GO analysis showed that the gene annotations were mainly in three aspects: biological processes (BP), molecular function (MF), and cell fractions (CC). In the biological process, the differentially expressed genes were mainly enriched in response to biotic stimulus, lipid transport, response to wounding, response to extremal stimulus, response to stimulus and so on, as shown in (Fig 6) in detail. In the cell components, the differentially expressed genes were mainly enriched in light-harvesting complex, cytoplasmic vesicle part, vesicle, plasma membrane light-harvesting complex, plasma membrane-derived chromophore, cytoplasmic vesicle and so on, as shown in (Fig 7) in detail. In the molecular function, the differentially expressed genes were mainly enriched in oxidoreductase activity, carboxylesterase activity, peptidase inhibitor activity, lipase activity, water transmembrane transporter activity, endopeptidase inhibitor activity, enzyme inhibitor activity, water channel activity, catalytic activity, nutrient reservoir activity, serine-type endopeptidase inhibitor activity, oxidoreductase activity and acting on the CH-OH group of donors, as shown in (Fig 8) in detail. These data showed that the three class of differentially expressed genes exhibited different GO functions, implying difference between the two different samples.

Fig 6

GO analysis of differentially expressed genes.

Biological process ontologies of DEGs shared by cultivated tomato and wild tomato. In the ontology, the first 23 enriched terms were listed.

Fig 7

GO analysis of differentially expressed genes.

Cellular component ontologies of DEGs shared by cultivated tomato and wild tomato. In the ontology, the first 23 enriched terms were listed.

Fig 8

GO analysis of differentially expressed genes.

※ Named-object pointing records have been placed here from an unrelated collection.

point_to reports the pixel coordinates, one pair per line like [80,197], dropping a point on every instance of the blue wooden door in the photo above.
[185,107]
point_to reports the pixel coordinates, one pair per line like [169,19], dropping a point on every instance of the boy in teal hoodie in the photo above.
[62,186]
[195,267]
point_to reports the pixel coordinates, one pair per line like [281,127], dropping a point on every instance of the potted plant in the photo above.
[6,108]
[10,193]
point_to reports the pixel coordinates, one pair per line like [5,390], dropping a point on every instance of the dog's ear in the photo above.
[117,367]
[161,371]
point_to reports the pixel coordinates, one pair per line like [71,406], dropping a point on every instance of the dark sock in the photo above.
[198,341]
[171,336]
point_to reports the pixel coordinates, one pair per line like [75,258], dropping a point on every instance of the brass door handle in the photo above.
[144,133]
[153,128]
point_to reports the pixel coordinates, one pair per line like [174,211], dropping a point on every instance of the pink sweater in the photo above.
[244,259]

Molecular function ontologies of DEGs shared by cultivated tomato and wild tomato. In the ontology, the first 23 enriched terms were listed.

GO analysis of differentially expressed genes.

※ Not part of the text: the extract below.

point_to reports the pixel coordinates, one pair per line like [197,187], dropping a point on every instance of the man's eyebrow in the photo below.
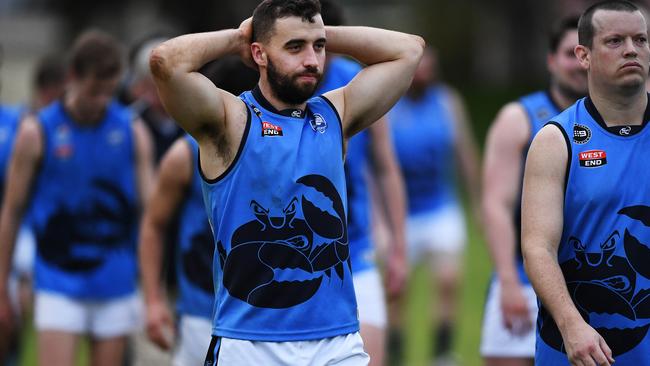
[295,42]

Biological process ontologies of DEGs shared by cultivated tomato and wild tomato. In the ontology, the first 23 enriched terms were listed. Cellular component ontologies of DEGs shared by cultivated tomato and wild tomato. In the ontology, the first 23 enriched terms were listed. Molecular function ontologies of DEGs shared by cultivated tomato and wild tomato. In the ontology, the first 23 enriched terms were listed.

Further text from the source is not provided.